What is up with Tony Battie getting a lot of pt. How Brian Hill still collects a paycheck is beyond me.


----------



## hobojoe (Jun 20, 2003)

The Magic are ****in idiots. So many freakin turnovers, shooting 58% vs. Seattle's 37% and losing. Damn turnovers...


----------



## Mateo (Sep 23, 2006)

funnest team to watch in the league IMO.


----------



## hobojoe (Jun 20, 2003)

That makes their 10th ****in turnover 15 minutes into the game. All the talent in the world isn't going to save you when you're turning the ball over every third possession.


----------



## hobojoe (Jun 20, 2003)

Grant Hill needs to shoot more.


----------



## Mateo (Sep 23, 2006)

i forgot pat garrity still existed. i remember him being a decent player back in like 2001.


----------



## hobojoe (Jun 20, 2003)

Sloppy game so far, both turning it over like crazy. Bo Outlaw providing a big lift off the bench for the Magic, Nick Collison doing the same for the Sonics. Both are really hitting the boards.


----------



## JNice (Jul 13, 2002)

I don't understand all the turnovers. It is getting a little ridiculous. Not to make excuses but I wonder if it has something to do with the new ball. It's not like these guys are all bad ball-handlers or passers.

And Dwight's 2nd foul was complete BS.


----------



## hobojoe (Jun 20, 2003)

JNice said:


> I don't understand all the turnovers. It is getting a little ridiculous. Not to make excuses but I wonder if it has something to do with the new ball. It's not like these guys are all bad ball-handlers or passers.
> 
> And Dwight's 2nd foul was complete BS.


 The ball could have a little to do with it, but there are an awful lot of poor decisions being made by the Magic. The Arroyo turnover was one I could see being because of the ball, but they just need to make better decisions. And I definitely agree about Dwight's second foul, absolutely terrible.


----------



## hobojoe (Jun 20, 2003)

Nick Anderson in the house...


----------



## Mateo (Sep 23, 2006)

Howard gets away with more over-the-backs than anyone.


----------



## hobojoe (Jun 20, 2003)

Garrity looks slow, unathletic and out of shape. Not that he was ever quick or athletic by any stretch, but he looks very bad.


----------



## hobojoe (Jun 20, 2003)

Mateo said:


> Howard gets away with more over-the-backs than anyone.
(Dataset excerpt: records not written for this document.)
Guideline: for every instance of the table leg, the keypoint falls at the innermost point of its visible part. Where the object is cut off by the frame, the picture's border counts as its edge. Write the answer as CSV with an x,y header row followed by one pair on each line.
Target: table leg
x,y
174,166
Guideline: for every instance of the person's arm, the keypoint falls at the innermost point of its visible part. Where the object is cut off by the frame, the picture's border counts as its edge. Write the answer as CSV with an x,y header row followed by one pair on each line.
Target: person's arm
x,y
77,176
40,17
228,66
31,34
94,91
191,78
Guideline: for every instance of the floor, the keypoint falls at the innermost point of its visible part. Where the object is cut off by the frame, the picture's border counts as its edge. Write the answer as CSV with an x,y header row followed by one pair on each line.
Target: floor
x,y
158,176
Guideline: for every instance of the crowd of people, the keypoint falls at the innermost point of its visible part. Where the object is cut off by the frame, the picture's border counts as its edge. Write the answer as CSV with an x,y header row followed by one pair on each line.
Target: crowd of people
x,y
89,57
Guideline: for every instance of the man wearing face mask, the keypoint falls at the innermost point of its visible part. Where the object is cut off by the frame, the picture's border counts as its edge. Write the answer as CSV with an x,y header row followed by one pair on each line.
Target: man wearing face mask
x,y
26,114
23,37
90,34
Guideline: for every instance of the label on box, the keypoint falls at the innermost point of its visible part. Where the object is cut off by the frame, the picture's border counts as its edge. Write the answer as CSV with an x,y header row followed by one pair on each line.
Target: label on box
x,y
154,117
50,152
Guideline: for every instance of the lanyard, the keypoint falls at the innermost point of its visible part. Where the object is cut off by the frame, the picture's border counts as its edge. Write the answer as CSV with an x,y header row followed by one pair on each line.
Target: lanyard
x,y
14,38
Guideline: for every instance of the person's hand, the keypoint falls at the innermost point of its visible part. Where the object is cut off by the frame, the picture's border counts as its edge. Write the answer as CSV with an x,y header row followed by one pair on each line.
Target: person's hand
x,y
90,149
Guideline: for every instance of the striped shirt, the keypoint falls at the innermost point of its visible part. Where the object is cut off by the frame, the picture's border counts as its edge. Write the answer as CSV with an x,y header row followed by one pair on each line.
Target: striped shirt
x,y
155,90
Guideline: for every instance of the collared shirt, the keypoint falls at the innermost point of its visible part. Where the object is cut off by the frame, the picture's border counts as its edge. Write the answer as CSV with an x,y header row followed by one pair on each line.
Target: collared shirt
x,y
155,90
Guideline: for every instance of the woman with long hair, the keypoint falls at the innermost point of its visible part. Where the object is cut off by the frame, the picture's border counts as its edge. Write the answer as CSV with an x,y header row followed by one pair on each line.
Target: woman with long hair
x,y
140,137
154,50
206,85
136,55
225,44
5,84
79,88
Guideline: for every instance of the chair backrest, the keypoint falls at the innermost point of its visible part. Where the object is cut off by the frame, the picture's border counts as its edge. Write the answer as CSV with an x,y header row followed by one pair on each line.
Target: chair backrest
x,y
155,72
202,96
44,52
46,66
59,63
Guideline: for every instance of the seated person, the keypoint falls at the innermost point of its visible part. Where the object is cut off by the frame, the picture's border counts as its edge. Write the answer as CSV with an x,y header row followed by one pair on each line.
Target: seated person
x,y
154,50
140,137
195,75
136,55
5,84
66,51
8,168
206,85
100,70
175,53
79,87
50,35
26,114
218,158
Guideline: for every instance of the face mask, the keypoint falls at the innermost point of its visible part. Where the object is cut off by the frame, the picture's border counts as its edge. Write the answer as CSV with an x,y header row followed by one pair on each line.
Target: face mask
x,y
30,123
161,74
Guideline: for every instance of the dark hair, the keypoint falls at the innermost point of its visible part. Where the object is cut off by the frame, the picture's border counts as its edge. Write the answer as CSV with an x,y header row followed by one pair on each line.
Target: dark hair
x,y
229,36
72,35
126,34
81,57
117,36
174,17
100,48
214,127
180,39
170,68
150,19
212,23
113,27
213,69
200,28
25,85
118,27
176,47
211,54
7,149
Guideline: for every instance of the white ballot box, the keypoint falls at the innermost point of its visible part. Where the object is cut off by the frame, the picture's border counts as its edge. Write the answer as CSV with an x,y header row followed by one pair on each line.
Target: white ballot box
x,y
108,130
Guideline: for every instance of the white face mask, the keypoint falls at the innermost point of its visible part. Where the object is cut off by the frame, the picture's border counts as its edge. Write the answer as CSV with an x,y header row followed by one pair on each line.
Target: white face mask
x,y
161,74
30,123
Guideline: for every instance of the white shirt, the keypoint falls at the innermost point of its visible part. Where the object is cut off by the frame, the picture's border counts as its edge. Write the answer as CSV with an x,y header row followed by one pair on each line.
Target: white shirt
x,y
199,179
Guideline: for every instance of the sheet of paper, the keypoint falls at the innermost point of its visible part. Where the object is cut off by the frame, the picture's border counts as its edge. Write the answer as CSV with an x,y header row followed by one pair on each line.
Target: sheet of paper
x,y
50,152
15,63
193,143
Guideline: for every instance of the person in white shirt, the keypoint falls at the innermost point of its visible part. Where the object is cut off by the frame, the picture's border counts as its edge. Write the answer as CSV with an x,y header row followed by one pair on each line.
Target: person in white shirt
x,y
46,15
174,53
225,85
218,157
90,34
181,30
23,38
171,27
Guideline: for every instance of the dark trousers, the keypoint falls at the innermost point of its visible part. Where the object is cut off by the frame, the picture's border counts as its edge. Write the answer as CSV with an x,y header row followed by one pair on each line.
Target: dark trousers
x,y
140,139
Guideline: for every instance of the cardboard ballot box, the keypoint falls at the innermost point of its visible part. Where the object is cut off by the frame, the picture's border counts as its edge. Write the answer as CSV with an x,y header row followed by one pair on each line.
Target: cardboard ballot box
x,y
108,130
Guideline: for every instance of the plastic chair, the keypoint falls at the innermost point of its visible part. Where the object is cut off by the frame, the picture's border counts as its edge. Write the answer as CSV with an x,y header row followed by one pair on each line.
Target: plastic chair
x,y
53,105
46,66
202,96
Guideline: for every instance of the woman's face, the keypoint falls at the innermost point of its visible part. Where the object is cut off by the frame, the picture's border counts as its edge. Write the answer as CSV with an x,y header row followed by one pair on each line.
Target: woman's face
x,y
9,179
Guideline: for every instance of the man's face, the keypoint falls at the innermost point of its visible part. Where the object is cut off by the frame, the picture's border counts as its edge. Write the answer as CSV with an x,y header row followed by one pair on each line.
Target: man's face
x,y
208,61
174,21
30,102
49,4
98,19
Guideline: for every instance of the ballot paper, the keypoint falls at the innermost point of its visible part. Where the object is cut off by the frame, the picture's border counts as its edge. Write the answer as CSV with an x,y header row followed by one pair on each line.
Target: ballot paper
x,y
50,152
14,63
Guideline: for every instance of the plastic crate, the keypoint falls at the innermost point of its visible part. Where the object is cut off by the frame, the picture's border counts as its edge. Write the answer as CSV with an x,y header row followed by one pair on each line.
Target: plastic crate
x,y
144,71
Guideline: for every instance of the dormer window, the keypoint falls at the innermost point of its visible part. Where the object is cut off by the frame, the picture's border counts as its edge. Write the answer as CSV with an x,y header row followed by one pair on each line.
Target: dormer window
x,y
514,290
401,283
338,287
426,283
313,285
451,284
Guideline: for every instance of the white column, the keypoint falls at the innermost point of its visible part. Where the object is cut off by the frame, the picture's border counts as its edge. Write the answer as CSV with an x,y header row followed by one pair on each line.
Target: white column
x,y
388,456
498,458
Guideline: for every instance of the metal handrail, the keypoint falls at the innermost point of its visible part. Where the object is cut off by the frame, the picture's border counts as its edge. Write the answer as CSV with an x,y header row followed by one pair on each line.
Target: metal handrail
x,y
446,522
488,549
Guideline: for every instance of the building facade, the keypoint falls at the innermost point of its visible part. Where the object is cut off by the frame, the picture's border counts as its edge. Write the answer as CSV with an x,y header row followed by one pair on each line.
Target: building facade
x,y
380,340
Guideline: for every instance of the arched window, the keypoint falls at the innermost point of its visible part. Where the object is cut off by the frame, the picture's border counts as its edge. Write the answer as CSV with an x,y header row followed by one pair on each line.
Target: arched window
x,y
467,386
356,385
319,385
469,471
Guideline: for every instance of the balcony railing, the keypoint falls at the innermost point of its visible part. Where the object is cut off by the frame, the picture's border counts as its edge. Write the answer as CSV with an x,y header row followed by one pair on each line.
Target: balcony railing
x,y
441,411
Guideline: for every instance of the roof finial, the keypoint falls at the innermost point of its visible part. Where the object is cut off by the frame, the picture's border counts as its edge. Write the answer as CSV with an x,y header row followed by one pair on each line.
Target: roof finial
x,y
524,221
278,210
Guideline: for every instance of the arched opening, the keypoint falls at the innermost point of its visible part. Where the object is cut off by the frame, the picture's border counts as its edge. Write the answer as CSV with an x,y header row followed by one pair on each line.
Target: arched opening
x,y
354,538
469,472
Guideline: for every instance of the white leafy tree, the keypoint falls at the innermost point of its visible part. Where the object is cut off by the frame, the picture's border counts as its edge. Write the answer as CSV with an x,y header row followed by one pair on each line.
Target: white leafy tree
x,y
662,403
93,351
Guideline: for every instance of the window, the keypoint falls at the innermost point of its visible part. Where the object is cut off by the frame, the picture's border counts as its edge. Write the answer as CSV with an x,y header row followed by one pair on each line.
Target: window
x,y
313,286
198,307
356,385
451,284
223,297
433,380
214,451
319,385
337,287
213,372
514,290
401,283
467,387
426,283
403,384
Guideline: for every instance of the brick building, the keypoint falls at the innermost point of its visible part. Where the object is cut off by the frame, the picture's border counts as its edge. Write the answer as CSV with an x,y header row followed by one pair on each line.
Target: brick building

I take it you're basing that off of one play, because that's a pretty outlandish statement. I agree he probably should've got a foul right there, but Howard doesn't get away with much at all and he gets a lot of cheap fouls.


----------



## lw32 (May 24, 2003)

Battie is getting too much time. Throw Darko in there and lose some games, I don't care. Brian Hill isn't going to take us there in a few years, he won't be around. So he doesn't want to give the young guy time in fear that it translates into loses. Granted, Darko has 3 fouls now, this is more an in general rant.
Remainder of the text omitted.